Plan for backup and recovery
Major changes since NTBackup
- Windows Server backup no longer supports tape media
- Windows Server backup on Windows Server 2008 does not support scheduled optical or remote share backups; Windows Server 2008 R2 does support scheduled remote share backups but with the caveat of only one backup being stored.
- The smallest backup object is a volume
- Only NTFS volumes can be backed up
- Backups are stored as VHD files
- Windows Server backup on Windows Server 2008 R2…
- …supports the inclusion or exclusion of files, file types and paths.
- …incremental backup forever
- …system state backup use shadow copy versions to minimise the backup set size
The backup operator role can only schedule adhoc backups; full administrator rights are required to configured scheduled backups.
Ideally backup sets should be kept offsite and where data is encrypted, encryption recovery keys should be kept with the backup set too. If using a disaster recovery site then adequate resource should be available; one benefit of Windows Server backup is that backup files are stored as VHD files, so virtualisation at the disaster recovery site is a viable solution.
Windows Server backup can restore applications that have Volume Shadow Service writer functionality in a more simplified manner; Windows Server backup will restore the application data, configuration settings and application program.
File recovery where duplicates exists will either overwrite, make a copy or ignore.
Server Recover Strategy
Complete server recovery requires you boot from the installation DVD and select repair; this will enter into Windows Recovery Environment (WinRE), from here you can select a backup to restore. This restore can also be used on differing hardware. NOTE full recovery requires the new disk be at least the same size as the original.
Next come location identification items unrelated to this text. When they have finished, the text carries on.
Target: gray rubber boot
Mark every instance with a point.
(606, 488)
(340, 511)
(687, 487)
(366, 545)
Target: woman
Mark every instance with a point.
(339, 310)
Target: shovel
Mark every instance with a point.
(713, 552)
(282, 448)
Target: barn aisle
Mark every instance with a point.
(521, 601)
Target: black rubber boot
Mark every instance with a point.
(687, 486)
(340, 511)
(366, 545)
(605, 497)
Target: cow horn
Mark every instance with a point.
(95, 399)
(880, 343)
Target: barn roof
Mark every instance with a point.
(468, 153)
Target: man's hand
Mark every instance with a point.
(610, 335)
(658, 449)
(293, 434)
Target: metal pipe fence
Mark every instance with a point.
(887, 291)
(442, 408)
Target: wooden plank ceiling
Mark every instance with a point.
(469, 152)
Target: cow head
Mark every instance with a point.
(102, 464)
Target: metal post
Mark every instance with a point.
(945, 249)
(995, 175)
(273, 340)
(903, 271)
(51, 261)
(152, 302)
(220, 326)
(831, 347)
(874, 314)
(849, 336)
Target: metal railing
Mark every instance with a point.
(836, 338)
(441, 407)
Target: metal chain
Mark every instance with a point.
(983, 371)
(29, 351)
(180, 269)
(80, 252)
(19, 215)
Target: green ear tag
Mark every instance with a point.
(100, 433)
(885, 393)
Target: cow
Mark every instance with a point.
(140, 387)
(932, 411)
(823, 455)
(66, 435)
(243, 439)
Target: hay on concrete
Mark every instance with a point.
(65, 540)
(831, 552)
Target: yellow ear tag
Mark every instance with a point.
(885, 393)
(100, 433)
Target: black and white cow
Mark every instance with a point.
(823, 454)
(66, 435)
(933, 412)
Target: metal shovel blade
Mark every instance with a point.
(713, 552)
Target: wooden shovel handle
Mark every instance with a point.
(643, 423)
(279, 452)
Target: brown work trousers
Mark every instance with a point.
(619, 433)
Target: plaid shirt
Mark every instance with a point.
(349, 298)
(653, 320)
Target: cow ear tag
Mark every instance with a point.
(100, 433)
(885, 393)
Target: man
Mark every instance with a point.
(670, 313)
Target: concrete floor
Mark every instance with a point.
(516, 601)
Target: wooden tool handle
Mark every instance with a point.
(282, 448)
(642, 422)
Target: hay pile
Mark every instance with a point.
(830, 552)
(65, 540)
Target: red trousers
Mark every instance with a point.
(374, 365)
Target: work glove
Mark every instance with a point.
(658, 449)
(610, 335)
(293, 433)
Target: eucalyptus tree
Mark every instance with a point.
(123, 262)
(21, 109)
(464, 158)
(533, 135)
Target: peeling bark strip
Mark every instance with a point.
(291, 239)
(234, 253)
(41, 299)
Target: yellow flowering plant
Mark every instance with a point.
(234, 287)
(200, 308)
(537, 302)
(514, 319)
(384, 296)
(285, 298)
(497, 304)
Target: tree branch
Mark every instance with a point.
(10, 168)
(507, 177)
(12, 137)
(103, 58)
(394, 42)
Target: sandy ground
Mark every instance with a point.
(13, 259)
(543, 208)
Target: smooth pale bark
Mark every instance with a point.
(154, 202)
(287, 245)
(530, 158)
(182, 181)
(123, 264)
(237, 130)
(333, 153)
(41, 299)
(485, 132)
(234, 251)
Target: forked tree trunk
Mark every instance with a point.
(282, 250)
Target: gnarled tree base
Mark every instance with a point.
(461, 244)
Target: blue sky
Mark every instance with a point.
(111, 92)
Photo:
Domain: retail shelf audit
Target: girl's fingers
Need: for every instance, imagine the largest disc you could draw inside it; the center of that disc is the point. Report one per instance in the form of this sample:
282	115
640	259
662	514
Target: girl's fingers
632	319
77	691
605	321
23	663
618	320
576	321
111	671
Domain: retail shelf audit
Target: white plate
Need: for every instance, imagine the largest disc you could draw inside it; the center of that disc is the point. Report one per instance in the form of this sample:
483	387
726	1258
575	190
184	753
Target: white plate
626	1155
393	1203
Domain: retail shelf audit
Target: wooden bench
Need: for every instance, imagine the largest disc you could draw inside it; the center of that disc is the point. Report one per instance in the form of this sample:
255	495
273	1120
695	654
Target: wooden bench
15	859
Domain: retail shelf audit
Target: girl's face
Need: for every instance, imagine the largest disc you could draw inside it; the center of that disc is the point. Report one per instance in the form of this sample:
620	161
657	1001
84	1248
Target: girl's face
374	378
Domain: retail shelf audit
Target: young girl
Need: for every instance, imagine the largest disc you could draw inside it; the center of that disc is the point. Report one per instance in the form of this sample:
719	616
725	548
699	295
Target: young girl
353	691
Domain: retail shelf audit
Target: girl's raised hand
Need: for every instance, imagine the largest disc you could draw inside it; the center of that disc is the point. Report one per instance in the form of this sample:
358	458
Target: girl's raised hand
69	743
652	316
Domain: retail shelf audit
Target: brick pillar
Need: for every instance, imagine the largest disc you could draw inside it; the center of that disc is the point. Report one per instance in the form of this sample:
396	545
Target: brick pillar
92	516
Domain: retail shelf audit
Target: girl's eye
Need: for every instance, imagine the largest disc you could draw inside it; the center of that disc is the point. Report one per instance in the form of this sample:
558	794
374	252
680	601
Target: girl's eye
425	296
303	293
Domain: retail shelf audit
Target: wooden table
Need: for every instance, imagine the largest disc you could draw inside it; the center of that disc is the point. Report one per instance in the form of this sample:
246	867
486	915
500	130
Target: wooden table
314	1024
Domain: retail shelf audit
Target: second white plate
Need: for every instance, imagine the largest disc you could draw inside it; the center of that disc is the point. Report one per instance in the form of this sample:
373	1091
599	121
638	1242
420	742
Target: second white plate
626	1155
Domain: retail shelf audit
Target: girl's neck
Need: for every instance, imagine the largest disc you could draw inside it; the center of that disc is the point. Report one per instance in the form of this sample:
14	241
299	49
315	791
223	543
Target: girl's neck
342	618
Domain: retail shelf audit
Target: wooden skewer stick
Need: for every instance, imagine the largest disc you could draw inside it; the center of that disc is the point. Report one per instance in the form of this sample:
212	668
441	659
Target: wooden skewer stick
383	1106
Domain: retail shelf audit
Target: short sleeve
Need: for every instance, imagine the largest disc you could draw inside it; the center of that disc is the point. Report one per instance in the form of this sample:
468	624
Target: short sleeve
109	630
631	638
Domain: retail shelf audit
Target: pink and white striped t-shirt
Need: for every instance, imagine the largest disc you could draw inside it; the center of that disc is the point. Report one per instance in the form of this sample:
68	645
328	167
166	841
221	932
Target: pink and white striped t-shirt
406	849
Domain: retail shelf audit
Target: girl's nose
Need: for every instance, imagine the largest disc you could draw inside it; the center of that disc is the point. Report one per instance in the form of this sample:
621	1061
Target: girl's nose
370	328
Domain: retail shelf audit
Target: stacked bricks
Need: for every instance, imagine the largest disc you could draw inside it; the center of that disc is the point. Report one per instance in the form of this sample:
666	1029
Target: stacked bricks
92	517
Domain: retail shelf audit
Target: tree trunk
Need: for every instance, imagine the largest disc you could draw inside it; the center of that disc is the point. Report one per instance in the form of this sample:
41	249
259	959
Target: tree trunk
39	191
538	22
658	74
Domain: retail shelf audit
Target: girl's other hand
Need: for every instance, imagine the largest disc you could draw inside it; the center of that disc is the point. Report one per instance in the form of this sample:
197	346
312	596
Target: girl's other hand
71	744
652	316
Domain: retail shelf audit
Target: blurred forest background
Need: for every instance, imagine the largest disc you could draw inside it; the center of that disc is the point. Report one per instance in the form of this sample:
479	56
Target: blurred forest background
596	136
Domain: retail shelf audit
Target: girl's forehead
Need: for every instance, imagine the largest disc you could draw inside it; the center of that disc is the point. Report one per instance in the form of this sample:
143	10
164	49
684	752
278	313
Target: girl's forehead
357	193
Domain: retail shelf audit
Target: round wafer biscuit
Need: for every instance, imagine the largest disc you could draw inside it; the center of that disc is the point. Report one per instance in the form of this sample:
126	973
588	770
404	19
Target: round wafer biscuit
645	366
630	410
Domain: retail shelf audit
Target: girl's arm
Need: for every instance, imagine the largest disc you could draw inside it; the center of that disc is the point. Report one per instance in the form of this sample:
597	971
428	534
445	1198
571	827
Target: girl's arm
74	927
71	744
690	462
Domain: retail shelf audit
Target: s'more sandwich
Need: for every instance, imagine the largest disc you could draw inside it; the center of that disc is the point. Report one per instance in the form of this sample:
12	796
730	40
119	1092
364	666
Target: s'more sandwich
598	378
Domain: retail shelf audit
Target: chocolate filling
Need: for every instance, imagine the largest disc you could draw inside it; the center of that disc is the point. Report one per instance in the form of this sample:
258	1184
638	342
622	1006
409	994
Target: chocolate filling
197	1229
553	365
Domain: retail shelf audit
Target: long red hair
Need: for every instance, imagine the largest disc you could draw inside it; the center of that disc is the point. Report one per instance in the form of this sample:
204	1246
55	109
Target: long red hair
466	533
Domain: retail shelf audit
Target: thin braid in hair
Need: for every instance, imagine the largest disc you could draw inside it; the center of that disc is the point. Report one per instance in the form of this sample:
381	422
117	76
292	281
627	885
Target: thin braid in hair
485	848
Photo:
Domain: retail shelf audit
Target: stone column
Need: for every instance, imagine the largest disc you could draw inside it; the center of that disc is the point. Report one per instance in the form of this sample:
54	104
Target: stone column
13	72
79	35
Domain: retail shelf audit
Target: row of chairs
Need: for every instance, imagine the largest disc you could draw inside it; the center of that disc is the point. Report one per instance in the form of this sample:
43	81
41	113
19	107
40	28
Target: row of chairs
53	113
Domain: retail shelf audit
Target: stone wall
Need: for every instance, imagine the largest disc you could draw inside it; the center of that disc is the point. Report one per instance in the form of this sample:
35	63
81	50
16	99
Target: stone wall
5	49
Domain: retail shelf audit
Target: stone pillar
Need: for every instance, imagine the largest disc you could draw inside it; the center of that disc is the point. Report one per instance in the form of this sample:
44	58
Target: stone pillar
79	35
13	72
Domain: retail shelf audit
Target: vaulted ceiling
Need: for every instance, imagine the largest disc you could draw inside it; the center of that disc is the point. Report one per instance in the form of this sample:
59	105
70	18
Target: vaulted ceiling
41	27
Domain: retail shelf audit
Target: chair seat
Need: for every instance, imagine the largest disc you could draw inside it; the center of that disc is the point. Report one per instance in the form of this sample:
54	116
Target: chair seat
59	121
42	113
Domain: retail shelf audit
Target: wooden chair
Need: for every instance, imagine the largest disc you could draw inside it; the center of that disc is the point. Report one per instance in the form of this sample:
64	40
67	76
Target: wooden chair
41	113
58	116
Directory Service Recovery strategy
Active Directory Authoritative restores require you restart the domain controller in Directory Services Restore Mode. Once in *DSRM restore the system state backup then start ntdsutil activating the ntds instance. Type authoritative restore, restore subtree “OU=OUName,DC=Domain,DC=com”, once the **authoritative restore is complete restart the domain controller. NOTE: authoritative restores are only valid if you have more than one domain controller i.e a non-authoritative restore would do the trick.
*an easy way to get into DSRM is by modifying the boot database, use:
bcdedit /set safeboot dsrepair
then when the restore is complete
bcdedit /deletevalue safeboot
**During a authoritative restore you will be notified of numerous ldif files which contain back links i.e. group membership, etc. note these then use:
ldifde.exe -L -K [path to file]\ldif.filename
Tombstone lifetime by default is 180 days, you cannot recover anything older than the tombstone lifetime. The tombstone lifetime was previously 60 days in Windows Server 2003 RTM.
Object level recovery
Volume shadow copies for shared folders functionality allows end users to recover deleted or corrupted files. Shadow copies can be used on non-shared folders too.
A maximum of 64 shadow copies can be created, if the disk holding the shadow copies is out of disk space then the oldest shadow copy will be deleted. The default space available for shadow copies is 10% of available disk space and the default schedule is 7am every weekday.
Active Directory objects can be restored individually using Active Directory snapshots created with ntdsutil or system state backups.
To restore an object from a system state backup first restore the system state redirecting the restore to an empty volume, then mount the ntds.dit database using dsamain.exe, use ldp.exe to restore the AD DS object.
To restore an object from a ntdsutil snapshot, mount the snapshot using ntdsutil, mount the ntds.dit database using dsamain.exe then use use ldp.exe to restore the AD DS object.
Object level recovery of objects using authoritative restores type restore object rather restore authoritative.
Windows Server 2008 R2 domain controllers running forest functional level Windows Server 2008 R2 have the AD recycle bin functionality; the recycle bin is enabled via PowerShell and requires you restore object using PowerShell; objects deleted before AD recycle bin was enabled will be missing linked value replication information i.e. group membership.